The report said the future direction of prices will depend on the timing and pace of any economic recovery.

“If economic growth in the United States and overseas rebounds sooner than expected, oil demand could experience stronger-than-expected growth and outpace production increases, leading to rising prices,” the report said.

But any movement in higher prices will be muted by high inventory levels of oil among industrialized countries along with surplus production capacity by the Organization of Petroleum Exporting Countries, the report said.

The report forecasts average oil prices of $42 per barrel for 2009 and $53 in 2010. Gasoline prices should average $1.96 a gallon this year and $2.18 next year.

The report was the first of several that will released over the several days that will influence energy prices.

The American Petroleum Institute will release its U.S crude inventory expectations later Tuesday and on Wednesday, the Paris-based International Energy Agency will release its forecast for global demand.

Also on Wednesday, the U.S. government will release crude inventory levels, which have finally begun to decline after nearing capacity levels as businesses and consumers cut back on energy usage.

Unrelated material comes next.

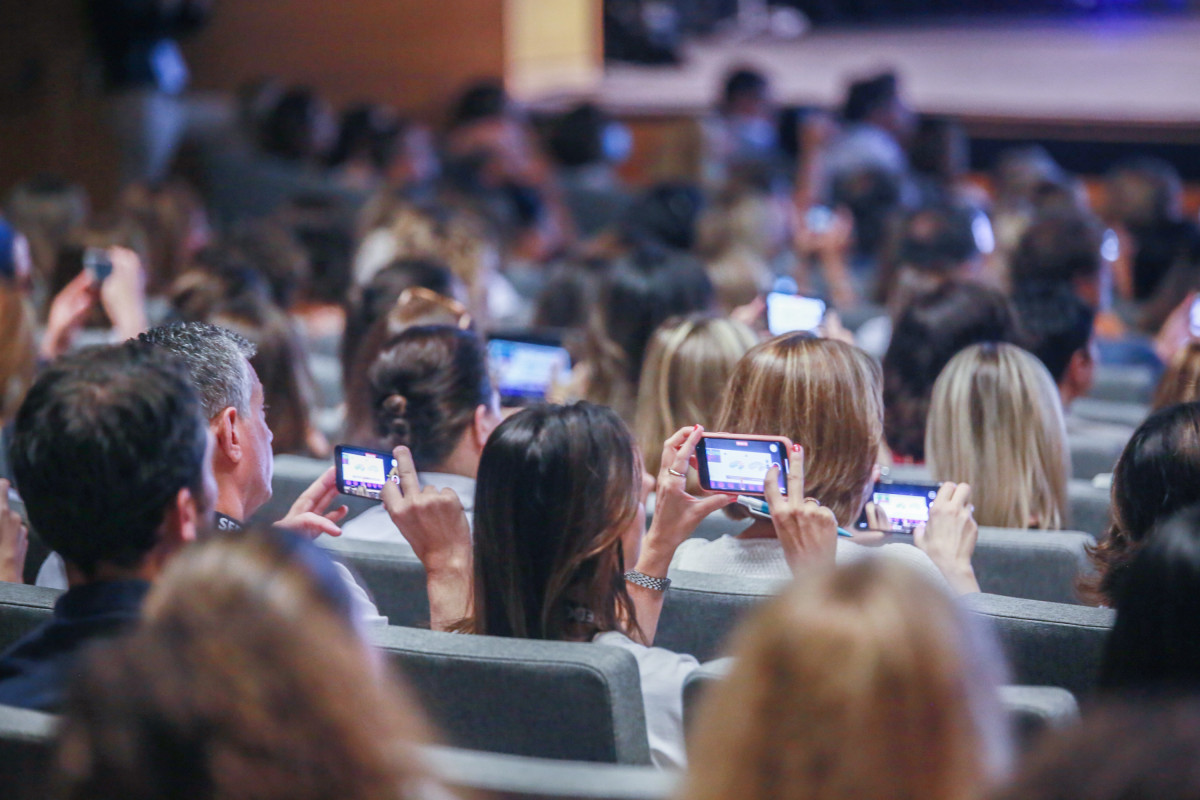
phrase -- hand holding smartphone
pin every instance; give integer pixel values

Analysts surveyed by Platts, the energy information arm of McGraw-Hill Cos., expect that the government will report that inventories of both crude and gasoline declined last week.

“Assuming crude imports steadied out at about 9 million barrels per day with no change in refinery inputs, there will likely be another drop in commercial crude stocks,” said Linda Rafield, Platts senior oil analyst.

If forecasts for oil demand are weak, “That may dampen some of the enthusiasm we’ve seen the past couple of days,” said Phil Flynn of Alaron Trading. It could serve as a “reminder what we’re not out of the muck just yet.”

Oil has been getting more resistance as it nears $50, said analyst and trader Stephen Schork, who contends oil has been moving in a range from $35 to $50.

“Traders will continue to do that until when? When it stops working,” he said.

Oil also benefited early from a strong rally that pushed the Dow Jones industrial average up 4.5 percent in trading Tuesday afternoon.

Traders are watching to see whether the OPEC, which produces 40 percent of the world’s crude, cuts output quotas when it meets Sunday in Vienna.

OPEC could announce fresh production cuts of between 500,000 and 1 million barrels a day, said Clarence Chu, a trader with market maker Hudson Capital Energy in Singapore.

“If the cut exceeds expectations, there would be a short-term pop in prices,” Chu said. “But it will take months for the cut to affect supplies in the U.S. It’s not an overnight thing.”

Prices at the pump, meanwhile, fell 0.4 cents overnight to $1.941 a gallon, according to auto club AAA, Wright Express and Oil Price Information Service. Prices are now 2 cents higher than a month ago, but $1.281 lower than a year ago.

In other Nymex trading, gasoline for April delivery fell less than a penny to $1.33 a gallon, while heating oil rose 2.22 cents to $1.2376 a gallon. Natural gas for April delivery fell less than a penny to $3.861 per 1,000 cubic feet.